Further, in the step (8), for any chinese word W _j, the composite vector MW _j(a_j1,a_j2,…,a_jD of W _j is calculated according to the step (2) and the step (3), and the average composite vector MW (a ₁,a₂,…,a_D) is subtracted to obtain a vector y= (a _j1-a₁,a_j2-a₂,…,a_jD-a_D). According to the matrix operation rule, the product z=y×p of the vector Y and the projection matrix P is calculated, where Z is a vector of 1 row and L column, and Z is a word vector of the chinese word W _j.

The foregoing is merely a preferred embodiment of the present invention, and it should be noted that modifications and variations could be made by those skilled in the art without departing from the technical principles of the present invention, and such modifications and variations should also be regarded as being within the scope of the invention.

Claims

1. A method for calculating a chinese word vector using principal component analysis, the method comprising the steps of:

s8, calculating word vectors of Chinese words, subtracting the average synthesized vector from the synthesized vector of any Chinese word, and multiplying the average synthesized vector by a projection matrix to obtain the word vector of the word;

wherein,

The step S1 specifically includes: selecting M chinese words W _k, k=1, 2, …, M, including words of only 1 chinese character, and words composed of a plurality of chinese characters;

the step S2 specifically includes: obtaining a lattice vector MC _ki of each Chinese character C _ki in the word W _k, wherein the lattice size is d multiplied by d, and the values of elements in the lattice are 1 and 0; arranging the elements of each Chinese character lattice into a vector (a ₁,a₂,…,a_D) with 1 row and D columns according to row or column sequence, wherein d=d×d, a _i =1 or a _i =0, i=1, 2, … and D;

The step S3 specifically includes: for a Chinese word W _k composed of n words, the word synthesis vector MW _k is a weighted sum of the individual Chinese lattice vectors MC _ki in the word, MW _k＝w₁×MC_k1+w₂×MC_k2+…+w_n×MC_kn, and the weight W _i of each Chinese character C _ki is calculated by:

2. The method of claim 1, wherein d=16 or d=24.

3. The method for calculating a chinese word vector using principal component analysis as recited in claim 2, wherein said step S4 comprises: the calculation method of the average synthesized vector MW of the M reference words comprises the following steps: MW= (MW ₁+MW₂+…+MW_M)/M.
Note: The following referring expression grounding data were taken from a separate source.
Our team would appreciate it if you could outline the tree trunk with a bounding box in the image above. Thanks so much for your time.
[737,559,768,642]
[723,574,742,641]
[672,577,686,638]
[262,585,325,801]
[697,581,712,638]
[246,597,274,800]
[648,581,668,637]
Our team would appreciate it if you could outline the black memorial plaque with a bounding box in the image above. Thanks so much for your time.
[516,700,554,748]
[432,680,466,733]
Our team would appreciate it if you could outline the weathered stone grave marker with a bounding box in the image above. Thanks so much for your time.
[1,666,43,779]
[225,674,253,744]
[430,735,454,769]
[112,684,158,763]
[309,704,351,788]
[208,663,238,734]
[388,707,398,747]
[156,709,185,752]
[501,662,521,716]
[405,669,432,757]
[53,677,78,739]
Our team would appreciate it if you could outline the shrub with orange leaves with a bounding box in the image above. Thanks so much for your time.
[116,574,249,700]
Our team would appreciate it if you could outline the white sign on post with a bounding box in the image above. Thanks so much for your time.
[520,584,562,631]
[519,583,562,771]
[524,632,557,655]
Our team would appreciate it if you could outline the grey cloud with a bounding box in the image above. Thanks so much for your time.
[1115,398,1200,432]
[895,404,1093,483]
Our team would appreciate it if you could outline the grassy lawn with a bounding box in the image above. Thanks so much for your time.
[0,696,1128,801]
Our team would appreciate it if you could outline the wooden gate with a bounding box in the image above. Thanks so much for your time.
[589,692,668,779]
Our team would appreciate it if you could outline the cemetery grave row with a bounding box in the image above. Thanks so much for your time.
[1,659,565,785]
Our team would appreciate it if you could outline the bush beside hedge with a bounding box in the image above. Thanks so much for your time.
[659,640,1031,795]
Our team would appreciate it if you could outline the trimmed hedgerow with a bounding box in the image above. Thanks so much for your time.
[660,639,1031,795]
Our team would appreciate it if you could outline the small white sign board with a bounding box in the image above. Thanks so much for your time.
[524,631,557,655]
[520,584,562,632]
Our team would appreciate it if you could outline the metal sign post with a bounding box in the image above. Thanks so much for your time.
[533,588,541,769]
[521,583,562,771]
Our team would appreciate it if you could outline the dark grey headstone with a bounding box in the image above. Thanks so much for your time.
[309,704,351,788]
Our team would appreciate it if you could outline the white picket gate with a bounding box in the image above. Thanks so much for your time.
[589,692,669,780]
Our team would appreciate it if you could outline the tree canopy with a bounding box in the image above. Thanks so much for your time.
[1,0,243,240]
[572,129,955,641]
4. The method for calculating a chinese word vector using principal component analysis as recited in claim 3, wherein said step S5 comprises: subtracting the average synthesized vector MW (a ₁,a₂,…,a_D) from the synthesized vector MW _k(a_k1,a_k2,…,a_kD of the M reference words to form a matrix A of M rows and D columns;

5. The method for calculating a chinese word vector using pivot analysis as recited in claim 4, wherein said step S6 comprises: eigenvalues and eigenvectors of the covariance matrix are calculated and eigenvalues λ _j are arranged in order from large to small, λ ₁≥λ₂≥…≥λ_D.

6. The method for calculating a chinese word vector using pivot analysis as recited in claim 5, wherein said step S7 comprises: selecting a minimum number L, satisfying: (lambda ₁+λ₂+…+λ_L)/(λ₁+λ₂+…+λ_D) is more than or equal to 0.99, and the eigenvectors V _j corresponding to the L eigenvalues lambda _j form a projection matrix P of D rows and L columns.
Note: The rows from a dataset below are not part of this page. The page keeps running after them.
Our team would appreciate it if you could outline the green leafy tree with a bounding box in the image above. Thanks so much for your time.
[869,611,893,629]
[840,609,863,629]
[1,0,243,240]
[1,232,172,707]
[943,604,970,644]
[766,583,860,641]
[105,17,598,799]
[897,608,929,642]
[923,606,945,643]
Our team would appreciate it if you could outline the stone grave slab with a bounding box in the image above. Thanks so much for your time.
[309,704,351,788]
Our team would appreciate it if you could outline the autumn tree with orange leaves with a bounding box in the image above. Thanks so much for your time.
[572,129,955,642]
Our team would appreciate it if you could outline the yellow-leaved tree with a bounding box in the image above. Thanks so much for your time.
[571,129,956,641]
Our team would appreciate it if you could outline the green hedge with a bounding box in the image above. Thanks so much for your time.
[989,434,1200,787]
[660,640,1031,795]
7. The method for calculating a chinese word vector using pivot analysis as recited in claim 6, wherein said step S8 comprises: for any chinese word W _j, calculate the composite vector MW _j(a_j1,a_j2,…,a_jD of W _j according to step (2) and step (3), subtract the average composite vector MW (a ₁,a₂,…,a_D) to obtain vector y= (a _j1-a₁,a_j2-a₂,…,a_jD-a_D); according to the matrix operation rule, the product z=y×p of the vector Y and the projection matrix P is calculated, where Z is a vector of 1 row and L column, and Z is a word vector of the chinese word W _j.